今回は、身近なものだからこそ知っておきたいお線香について詳しくご紹介します。
お線香の歴史について
お線香などのお香は、元々古代インドで発祥したものであり、インドの自然医学アーユルヴェーダにその製法が記されています。
当時は香りそのものを楽しむ目的と、医療用に使われてきました。
日本では仏教が伝来した時期と同じ西暦538年にやってきたと記録されており、その当時は公家など貴族への贈答用品として扱われていました。
それ以来、仏前を浄めるための仏具として、仏事や神事の際に使われてきたのです。
また、当時は着物や部屋に香りをつける目的でも使用されており、日本では栽培できない白檀や伽羅が原料だったことから、香木は非常に高価なものでした。

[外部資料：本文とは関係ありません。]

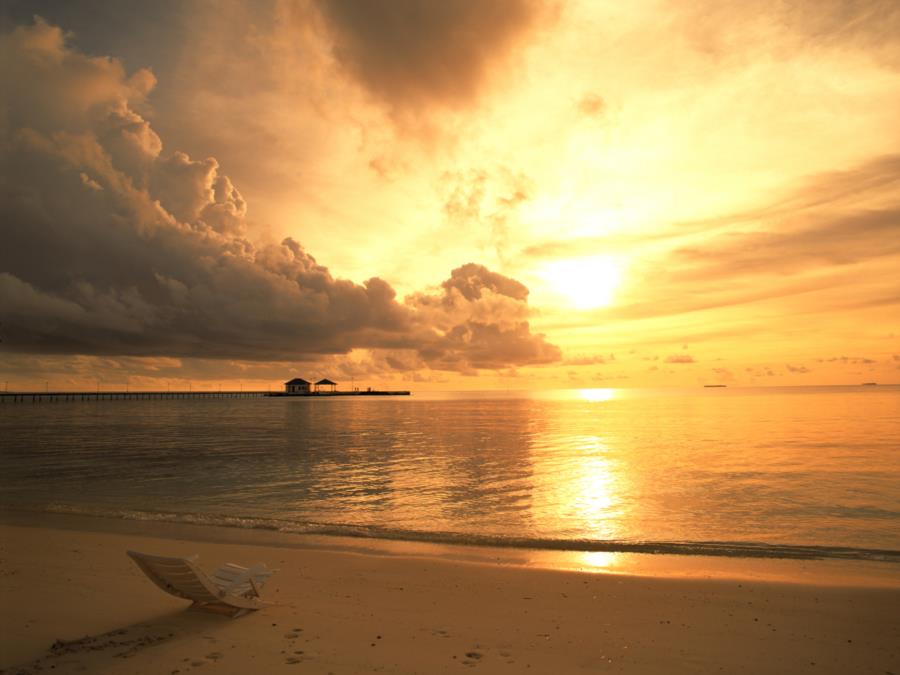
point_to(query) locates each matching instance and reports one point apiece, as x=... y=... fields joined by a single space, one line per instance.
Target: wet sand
x=72 y=602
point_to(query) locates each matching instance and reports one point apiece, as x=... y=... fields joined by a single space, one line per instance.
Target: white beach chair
x=231 y=589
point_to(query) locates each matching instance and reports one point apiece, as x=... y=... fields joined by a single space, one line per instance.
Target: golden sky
x=451 y=195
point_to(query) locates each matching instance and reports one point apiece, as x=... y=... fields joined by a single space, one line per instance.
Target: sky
x=457 y=195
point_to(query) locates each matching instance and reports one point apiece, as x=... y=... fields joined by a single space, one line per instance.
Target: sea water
x=781 y=472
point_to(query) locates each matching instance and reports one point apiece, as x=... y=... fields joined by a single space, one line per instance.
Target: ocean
x=799 y=472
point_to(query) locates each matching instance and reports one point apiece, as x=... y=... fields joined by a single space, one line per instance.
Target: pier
x=58 y=396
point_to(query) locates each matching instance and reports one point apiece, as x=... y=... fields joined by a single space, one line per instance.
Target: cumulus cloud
x=418 y=53
x=114 y=246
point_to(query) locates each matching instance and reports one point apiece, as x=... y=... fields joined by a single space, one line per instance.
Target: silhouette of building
x=296 y=386
x=326 y=383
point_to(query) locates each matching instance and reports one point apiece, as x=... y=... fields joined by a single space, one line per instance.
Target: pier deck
x=56 y=396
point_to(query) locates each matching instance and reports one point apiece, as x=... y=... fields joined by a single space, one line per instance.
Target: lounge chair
x=231 y=589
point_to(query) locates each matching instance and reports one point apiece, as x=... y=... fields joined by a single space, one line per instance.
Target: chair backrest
x=178 y=576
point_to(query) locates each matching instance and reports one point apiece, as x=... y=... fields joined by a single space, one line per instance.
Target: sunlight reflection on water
x=816 y=466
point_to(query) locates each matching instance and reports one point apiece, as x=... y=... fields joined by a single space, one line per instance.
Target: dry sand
x=72 y=602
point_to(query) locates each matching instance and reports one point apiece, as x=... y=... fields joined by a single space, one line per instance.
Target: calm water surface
x=784 y=467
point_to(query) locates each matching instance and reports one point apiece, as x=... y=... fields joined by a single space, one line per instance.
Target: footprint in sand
x=472 y=658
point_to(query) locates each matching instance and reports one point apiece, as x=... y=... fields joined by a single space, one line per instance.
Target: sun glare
x=585 y=283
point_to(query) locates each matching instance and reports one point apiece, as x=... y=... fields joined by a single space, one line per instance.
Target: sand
x=72 y=602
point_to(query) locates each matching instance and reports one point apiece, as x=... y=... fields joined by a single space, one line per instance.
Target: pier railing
x=53 y=396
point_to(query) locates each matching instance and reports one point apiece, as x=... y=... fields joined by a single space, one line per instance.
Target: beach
x=74 y=603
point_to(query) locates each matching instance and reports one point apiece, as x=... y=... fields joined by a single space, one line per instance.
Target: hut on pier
x=326 y=383
x=297 y=386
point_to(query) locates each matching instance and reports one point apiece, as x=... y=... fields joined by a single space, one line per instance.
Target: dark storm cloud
x=414 y=53
x=113 y=246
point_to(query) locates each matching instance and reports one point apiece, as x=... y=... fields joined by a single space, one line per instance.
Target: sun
x=585 y=283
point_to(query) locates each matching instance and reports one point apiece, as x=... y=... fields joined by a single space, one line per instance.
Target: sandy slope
x=341 y=612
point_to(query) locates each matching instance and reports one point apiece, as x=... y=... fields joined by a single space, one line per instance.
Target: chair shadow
x=93 y=653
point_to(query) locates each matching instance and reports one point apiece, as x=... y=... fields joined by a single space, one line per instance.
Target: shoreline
x=344 y=608
x=816 y=571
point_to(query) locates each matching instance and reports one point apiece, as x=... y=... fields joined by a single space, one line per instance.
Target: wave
x=731 y=549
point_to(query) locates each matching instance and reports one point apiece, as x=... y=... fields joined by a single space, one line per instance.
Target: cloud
x=413 y=54
x=597 y=359
x=592 y=105
x=484 y=204
x=871 y=27
x=113 y=246
x=680 y=358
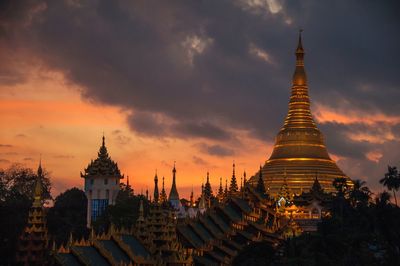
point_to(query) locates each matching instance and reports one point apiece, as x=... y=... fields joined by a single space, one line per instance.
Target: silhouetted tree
x=125 y=211
x=16 y=196
x=359 y=194
x=392 y=181
x=68 y=215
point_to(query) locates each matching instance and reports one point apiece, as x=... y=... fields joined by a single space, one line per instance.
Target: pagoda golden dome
x=299 y=153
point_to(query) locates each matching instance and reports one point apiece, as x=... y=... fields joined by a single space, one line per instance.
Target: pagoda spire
x=103 y=153
x=33 y=242
x=208 y=190
x=173 y=194
x=191 y=198
x=299 y=77
x=260 y=183
x=226 y=187
x=233 y=186
x=156 y=194
x=163 y=195
x=220 y=194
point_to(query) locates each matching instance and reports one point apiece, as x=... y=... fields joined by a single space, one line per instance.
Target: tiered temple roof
x=216 y=237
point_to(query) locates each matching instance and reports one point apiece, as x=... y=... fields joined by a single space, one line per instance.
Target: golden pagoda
x=299 y=152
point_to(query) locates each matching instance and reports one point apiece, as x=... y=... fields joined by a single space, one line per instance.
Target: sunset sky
x=202 y=83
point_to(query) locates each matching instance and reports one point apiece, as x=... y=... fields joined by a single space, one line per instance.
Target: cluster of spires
x=206 y=195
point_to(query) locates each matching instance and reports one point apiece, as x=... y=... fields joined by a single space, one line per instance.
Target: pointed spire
x=156 y=195
x=220 y=190
x=163 y=195
x=299 y=77
x=173 y=194
x=226 y=187
x=233 y=187
x=103 y=154
x=191 y=198
x=141 y=212
x=38 y=189
x=208 y=190
x=202 y=202
x=40 y=170
x=260 y=183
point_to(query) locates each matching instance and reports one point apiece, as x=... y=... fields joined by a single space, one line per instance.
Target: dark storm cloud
x=339 y=143
x=215 y=150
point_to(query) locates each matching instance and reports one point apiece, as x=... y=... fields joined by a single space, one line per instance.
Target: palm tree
x=391 y=181
x=382 y=199
x=360 y=193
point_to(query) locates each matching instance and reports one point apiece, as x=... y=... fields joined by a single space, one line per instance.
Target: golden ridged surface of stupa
x=299 y=154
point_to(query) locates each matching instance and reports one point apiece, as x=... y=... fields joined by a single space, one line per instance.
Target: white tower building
x=102 y=178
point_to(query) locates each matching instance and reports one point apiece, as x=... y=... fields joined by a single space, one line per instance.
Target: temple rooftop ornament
x=102 y=165
x=299 y=146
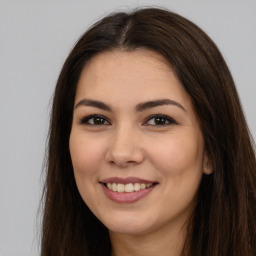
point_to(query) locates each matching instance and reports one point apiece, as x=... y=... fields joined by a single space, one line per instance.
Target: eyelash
x=161 y=118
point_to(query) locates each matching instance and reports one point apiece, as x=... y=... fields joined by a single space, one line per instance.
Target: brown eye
x=160 y=120
x=94 y=120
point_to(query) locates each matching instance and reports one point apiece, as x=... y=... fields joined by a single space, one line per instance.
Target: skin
x=129 y=144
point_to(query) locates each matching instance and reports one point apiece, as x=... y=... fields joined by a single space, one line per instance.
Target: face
x=136 y=145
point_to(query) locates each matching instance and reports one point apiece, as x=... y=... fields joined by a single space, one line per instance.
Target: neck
x=165 y=242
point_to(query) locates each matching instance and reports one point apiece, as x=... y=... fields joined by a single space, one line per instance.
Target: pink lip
x=124 y=197
x=127 y=180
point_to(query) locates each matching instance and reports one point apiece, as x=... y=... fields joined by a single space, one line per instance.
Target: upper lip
x=127 y=180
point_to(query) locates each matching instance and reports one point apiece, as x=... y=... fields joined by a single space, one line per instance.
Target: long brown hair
x=223 y=223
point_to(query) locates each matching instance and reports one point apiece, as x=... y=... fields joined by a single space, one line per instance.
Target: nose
x=125 y=148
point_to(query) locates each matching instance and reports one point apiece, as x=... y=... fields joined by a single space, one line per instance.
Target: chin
x=127 y=225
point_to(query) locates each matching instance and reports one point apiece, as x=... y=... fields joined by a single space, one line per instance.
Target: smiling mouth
x=128 y=188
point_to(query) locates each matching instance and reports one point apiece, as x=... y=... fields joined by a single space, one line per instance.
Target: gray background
x=35 y=38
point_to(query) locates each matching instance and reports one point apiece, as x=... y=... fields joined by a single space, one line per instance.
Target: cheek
x=179 y=155
x=85 y=154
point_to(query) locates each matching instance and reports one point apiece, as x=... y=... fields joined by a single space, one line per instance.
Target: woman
x=149 y=151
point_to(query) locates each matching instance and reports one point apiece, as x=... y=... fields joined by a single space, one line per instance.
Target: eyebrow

お馴染みの細長い棒状のお香が、広く世に用いられるようになったのは江戸時代初期。
お線香は香木と一緒に炭を混ぜて練り合わせたものが原料だったため、上流階級のみが扱っていたお香が庶民など様々な階級の人々の間で親しまれるようになっていったのです。
お線香を供えるのはどんな意味があるの?
そんな古くから日本で親しまれてきたお線香。
このお線香を墓前や仏壇へお供えするのは、大まかに以下の理由があります。
・心身を浄化するため
お線香を焚くことで人々の心身を清浄にしてから、仏前に向き合うためにお線香を使用します。
お線香の火は、息で吹き消すのではなく手で扇いで消すのが作法です。
これは、人の口は悪口を言ったり騙したりするなど、穢れにつながると考えられているためなのです。
・亡くなられた方の食べ物
四十九日が過ぎるまでの期間を仏教では「中陰(ちゅういん)」、「中有(ちゅうう)」と言い、極楽浄土までの旅の途中です。

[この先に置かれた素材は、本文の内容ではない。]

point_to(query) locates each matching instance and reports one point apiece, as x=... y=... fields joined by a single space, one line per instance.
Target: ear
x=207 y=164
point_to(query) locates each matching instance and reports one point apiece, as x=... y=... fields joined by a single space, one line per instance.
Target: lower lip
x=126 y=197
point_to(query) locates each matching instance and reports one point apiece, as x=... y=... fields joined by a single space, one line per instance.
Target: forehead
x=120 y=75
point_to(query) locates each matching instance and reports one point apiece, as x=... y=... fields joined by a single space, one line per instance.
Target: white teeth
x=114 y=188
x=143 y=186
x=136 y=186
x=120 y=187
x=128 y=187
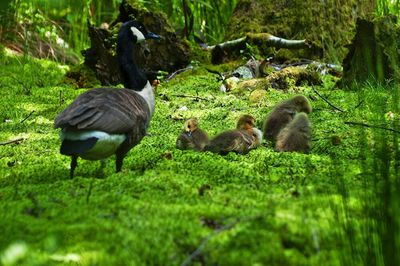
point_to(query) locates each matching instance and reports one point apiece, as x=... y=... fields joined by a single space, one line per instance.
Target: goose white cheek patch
x=139 y=35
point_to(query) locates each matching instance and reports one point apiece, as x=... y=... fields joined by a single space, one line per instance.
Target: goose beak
x=151 y=35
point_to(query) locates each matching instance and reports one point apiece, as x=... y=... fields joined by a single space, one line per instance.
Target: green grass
x=263 y=208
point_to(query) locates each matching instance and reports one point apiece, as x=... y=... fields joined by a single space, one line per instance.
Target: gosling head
x=190 y=126
x=246 y=122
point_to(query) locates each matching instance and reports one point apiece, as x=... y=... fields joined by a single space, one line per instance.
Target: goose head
x=137 y=32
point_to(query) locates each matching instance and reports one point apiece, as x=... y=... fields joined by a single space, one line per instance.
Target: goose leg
x=119 y=161
x=100 y=173
x=74 y=163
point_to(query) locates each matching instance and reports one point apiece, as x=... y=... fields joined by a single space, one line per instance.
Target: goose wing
x=114 y=111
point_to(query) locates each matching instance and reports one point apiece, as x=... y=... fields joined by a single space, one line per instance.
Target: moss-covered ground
x=173 y=207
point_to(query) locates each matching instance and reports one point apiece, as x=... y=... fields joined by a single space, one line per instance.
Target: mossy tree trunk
x=327 y=24
x=373 y=54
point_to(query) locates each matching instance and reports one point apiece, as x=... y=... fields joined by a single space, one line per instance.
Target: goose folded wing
x=113 y=111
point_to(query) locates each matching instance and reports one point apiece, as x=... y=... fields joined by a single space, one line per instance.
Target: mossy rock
x=169 y=54
x=172 y=52
x=293 y=76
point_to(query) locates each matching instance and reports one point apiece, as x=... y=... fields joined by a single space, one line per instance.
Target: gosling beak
x=151 y=35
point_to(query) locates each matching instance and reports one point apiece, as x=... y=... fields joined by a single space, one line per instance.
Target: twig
x=11 y=141
x=371 y=126
x=202 y=245
x=178 y=72
x=200 y=248
x=23 y=120
x=190 y=96
x=359 y=104
x=327 y=101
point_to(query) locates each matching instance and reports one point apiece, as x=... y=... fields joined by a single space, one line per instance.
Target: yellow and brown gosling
x=283 y=113
x=192 y=137
x=296 y=136
x=240 y=140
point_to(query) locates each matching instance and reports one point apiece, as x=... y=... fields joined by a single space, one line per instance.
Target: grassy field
x=338 y=205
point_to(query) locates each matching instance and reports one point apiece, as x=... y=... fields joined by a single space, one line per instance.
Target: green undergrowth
x=263 y=208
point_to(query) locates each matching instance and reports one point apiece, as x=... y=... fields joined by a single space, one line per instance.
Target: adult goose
x=106 y=121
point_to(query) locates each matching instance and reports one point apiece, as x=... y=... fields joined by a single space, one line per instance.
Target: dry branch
x=264 y=38
x=326 y=100
x=12 y=141
x=371 y=126
x=190 y=96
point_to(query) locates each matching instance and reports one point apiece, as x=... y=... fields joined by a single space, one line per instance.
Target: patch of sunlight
x=10 y=52
x=68 y=258
x=14 y=253
x=286 y=215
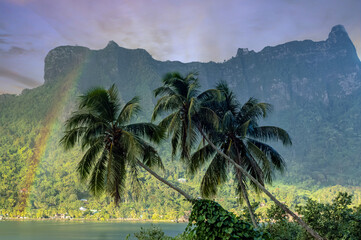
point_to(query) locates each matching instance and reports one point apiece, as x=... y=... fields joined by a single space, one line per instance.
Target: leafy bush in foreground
x=210 y=221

この度の間に、故人の食事となっているのがお線香の香り。
これを「香食(こうじき)」と言い、四十九日が過ぎるまではお線香を絶やすことなく焚き続ける宗派もあります。
・仏様に想いを伝える
仏教ではお線香の香煙を通すことで、仏様へ自分の気持ちを伝えることができるとされています。

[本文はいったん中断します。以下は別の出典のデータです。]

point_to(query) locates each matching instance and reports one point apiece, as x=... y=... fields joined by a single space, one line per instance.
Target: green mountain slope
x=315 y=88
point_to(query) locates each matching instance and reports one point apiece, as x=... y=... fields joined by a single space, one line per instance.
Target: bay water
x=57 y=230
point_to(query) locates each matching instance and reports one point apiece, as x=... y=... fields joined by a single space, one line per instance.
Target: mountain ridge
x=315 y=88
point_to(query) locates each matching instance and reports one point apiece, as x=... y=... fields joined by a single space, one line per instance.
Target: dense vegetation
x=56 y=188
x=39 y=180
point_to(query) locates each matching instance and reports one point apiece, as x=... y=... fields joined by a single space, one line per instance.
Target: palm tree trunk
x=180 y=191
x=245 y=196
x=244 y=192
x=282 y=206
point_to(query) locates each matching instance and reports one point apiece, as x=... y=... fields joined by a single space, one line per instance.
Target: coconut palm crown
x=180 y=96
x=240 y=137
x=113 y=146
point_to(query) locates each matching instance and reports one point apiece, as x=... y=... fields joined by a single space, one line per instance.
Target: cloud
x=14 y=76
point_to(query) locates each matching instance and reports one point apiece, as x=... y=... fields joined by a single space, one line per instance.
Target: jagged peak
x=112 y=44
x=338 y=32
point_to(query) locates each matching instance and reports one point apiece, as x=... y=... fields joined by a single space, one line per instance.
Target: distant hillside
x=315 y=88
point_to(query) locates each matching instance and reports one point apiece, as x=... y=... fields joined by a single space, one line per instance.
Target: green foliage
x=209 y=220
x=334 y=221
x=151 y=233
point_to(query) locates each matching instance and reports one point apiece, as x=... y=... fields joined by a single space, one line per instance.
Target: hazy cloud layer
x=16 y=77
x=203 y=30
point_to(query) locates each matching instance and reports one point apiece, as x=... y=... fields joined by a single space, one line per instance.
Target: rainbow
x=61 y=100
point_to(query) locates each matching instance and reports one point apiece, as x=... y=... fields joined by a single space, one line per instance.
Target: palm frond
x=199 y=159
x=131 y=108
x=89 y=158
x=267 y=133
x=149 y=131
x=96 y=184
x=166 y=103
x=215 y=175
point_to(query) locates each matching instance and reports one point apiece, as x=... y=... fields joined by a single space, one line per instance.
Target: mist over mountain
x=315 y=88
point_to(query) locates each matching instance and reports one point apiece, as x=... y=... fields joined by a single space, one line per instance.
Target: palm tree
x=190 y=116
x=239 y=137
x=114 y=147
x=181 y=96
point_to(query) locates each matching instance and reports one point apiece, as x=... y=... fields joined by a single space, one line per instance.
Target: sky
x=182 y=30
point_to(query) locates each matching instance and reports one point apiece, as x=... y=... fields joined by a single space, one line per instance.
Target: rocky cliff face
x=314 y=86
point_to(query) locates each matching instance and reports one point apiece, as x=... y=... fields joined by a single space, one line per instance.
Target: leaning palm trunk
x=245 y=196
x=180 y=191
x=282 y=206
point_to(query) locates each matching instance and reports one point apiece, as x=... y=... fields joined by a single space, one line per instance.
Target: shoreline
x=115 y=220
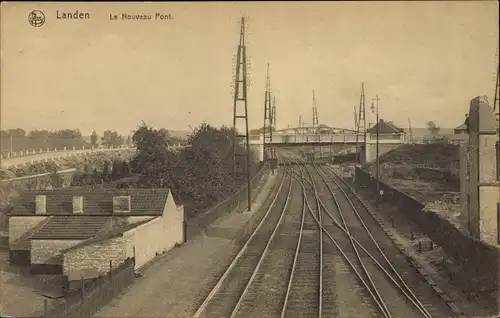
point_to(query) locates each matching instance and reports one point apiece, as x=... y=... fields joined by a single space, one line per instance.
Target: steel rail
x=264 y=253
x=296 y=256
x=215 y=289
x=420 y=306
x=380 y=266
x=365 y=270
x=299 y=179
x=371 y=256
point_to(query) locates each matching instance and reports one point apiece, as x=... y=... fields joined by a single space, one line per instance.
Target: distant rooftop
x=96 y=201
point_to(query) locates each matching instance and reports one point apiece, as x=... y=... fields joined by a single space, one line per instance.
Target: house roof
x=106 y=235
x=96 y=201
x=385 y=127
x=70 y=227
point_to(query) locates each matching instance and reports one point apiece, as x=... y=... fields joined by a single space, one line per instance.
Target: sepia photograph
x=250 y=159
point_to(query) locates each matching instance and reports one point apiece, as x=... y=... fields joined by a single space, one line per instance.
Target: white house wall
x=158 y=235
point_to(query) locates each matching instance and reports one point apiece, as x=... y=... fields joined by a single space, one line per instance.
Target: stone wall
x=95 y=256
x=46 y=257
x=479 y=262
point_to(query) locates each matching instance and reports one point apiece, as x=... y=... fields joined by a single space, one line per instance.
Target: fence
x=89 y=298
x=478 y=261
x=202 y=220
x=55 y=152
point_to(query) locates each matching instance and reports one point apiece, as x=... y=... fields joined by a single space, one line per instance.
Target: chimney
x=121 y=203
x=40 y=204
x=77 y=204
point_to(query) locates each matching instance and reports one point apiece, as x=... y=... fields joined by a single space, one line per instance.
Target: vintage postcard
x=249 y=159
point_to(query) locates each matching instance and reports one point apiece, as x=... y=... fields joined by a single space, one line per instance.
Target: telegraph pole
x=361 y=124
x=240 y=111
x=267 y=118
x=496 y=107
x=315 y=113
x=410 y=131
x=273 y=129
x=377 y=150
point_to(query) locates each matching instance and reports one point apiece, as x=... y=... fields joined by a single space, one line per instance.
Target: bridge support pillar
x=479 y=176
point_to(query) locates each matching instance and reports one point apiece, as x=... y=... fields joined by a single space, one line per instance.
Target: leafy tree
x=93 y=138
x=151 y=159
x=125 y=169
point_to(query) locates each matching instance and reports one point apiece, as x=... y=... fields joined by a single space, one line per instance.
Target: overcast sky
x=426 y=61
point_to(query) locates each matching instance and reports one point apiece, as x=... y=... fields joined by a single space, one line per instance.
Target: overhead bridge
x=333 y=140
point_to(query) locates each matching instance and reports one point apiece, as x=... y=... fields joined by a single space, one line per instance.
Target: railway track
x=237 y=292
x=325 y=259
x=395 y=262
x=385 y=288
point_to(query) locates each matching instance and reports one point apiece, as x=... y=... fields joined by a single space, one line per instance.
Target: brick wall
x=19 y=227
x=95 y=256
x=478 y=261
x=47 y=251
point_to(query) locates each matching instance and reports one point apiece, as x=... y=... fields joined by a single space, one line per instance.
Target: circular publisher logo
x=36 y=18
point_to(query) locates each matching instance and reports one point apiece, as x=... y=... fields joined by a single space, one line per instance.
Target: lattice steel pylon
x=267 y=119
x=315 y=112
x=273 y=129
x=497 y=92
x=240 y=112
x=361 y=124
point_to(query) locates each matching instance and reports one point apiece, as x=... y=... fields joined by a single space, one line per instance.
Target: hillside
x=440 y=156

生前では話せなかった話題や、最近起きた出来事などを故人へ報告したい時は、お線香を供えて落ち着いた気持ちで話しかけてみてはいかがでしょうか。
<まとめ>
お線香の香りは自然と気持ちを落ち着かせ、慌ただしい日常の中でもゆっくりと時間が流れていく特別な時間です。
仏様とご遺族の想いを繋げてくれる仏具ですので、手を合わせる際はぜひお線香を立てて故人やご先祖様への感謝の気持ちを伝えましょう。